Ce magistrat a rendu compte des plaidoiries dans le délibéré de la Cour, composée de :
François LEPLAT, président
Mariella LUXARDO, présidente
Natacha PINOY, conseillère
Greffière lors des débats : Mme Alicia CAILLIAU
ARRET :
— Contradictoire
— par mise à disposition de l’arrêt au greffe de la Cour, les parties en ayant été préalablement avisées dans les conditions prévues au deuxième alinéa de l’article 450 du code de procédure civile.
— signé par Mariella LUXARDO, Présidente et par Alicia CAILLIAU, greffière à laquelle la minute de la décision a été remise par le magistrat signataire.
EXPOSE DU LITIGE
Le 29 novembre 1984, M. X Z a été engagé par l’hôtel Vieille France situé […]

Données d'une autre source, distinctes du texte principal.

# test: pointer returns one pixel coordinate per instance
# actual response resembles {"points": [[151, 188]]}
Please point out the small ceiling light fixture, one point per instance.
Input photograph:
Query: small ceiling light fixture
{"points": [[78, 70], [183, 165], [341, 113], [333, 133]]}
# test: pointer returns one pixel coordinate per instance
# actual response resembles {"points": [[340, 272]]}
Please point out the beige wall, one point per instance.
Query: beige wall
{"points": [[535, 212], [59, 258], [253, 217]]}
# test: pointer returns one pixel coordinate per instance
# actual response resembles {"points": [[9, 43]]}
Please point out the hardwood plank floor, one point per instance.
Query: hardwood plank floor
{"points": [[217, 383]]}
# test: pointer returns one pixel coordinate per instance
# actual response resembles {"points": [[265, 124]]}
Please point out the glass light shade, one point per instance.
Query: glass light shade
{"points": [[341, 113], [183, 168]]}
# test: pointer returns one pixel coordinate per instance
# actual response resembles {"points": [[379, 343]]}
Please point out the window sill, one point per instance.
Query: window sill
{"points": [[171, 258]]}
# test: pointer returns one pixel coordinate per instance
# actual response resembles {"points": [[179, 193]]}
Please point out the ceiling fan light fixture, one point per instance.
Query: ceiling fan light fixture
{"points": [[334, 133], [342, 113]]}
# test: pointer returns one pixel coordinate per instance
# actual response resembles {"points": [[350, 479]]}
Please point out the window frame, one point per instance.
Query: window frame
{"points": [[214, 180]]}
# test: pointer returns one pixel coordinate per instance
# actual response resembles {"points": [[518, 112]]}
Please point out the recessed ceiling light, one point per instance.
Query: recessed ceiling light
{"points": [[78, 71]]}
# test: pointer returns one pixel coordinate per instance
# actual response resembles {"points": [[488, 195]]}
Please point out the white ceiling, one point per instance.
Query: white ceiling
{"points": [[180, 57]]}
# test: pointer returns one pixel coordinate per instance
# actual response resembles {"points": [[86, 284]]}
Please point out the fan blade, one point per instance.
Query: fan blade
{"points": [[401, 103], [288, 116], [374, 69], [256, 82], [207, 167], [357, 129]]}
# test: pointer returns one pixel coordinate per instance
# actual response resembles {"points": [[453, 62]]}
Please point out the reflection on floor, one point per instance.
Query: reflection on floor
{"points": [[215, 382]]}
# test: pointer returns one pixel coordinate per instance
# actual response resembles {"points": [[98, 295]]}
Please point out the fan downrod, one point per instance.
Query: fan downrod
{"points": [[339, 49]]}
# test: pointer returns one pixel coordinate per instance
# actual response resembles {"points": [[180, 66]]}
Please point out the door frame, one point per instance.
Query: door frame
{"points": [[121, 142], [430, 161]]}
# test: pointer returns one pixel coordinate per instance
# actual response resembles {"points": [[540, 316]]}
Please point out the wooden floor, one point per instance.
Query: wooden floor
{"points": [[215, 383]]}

La Fayette à Paris 75010, en qualité d’étudiant veilleur de nuit à temps partiel, puis en qualité de
réceptionniste dans le cadre d’un contrat de travail à durée déterminée en date du 18 novembre 1987.
Le 1er janvier 1989, M. X Z est devenu directeur-adjoint de l’hôtel Vieille France,
devenu SARL SHOP « société Hôtelière de l’Ouest parisien ».
Le 11 août 1989, il a été nommé gérant non-associé tout en continuant à exercer ses fonctions de
directeur adjoint. Le 1er janvier 1997, M. X Z a été nommé directeur de l’hôtel.
Le 7 mai 2018, son contrat de travail a été rompu dans le cadre d’une rupture conventionnelle.
Le 12 juin 2018 M. X Z, s’est inscrit auprès de POLE EMPLOI.
Le 13 juillet 2018, il a été informé par courrier de son admission au bénéfice de l’allocation de retour
à l’emploi d’un montant de 77,77 euros par jour à compter du 21 juillet 2019 pour une durée
d’indemnisation maximum de 1095 jours.
Le 4 décembre 2018, POLE EMPLOI a informé par courrier M. X Z du fait que sa
demande d’admission au titre de l’allocation d’aide au retour à remploi ne pouvait recevoir une suite
favorable.
Le 20 février 2019, M. X Z a contesté cette décision de rejet auprès des services de
POLE EMPLOI.
Le 27 février 2019, POLE EMPLOI a confirmé par courrier sa décision de rejet.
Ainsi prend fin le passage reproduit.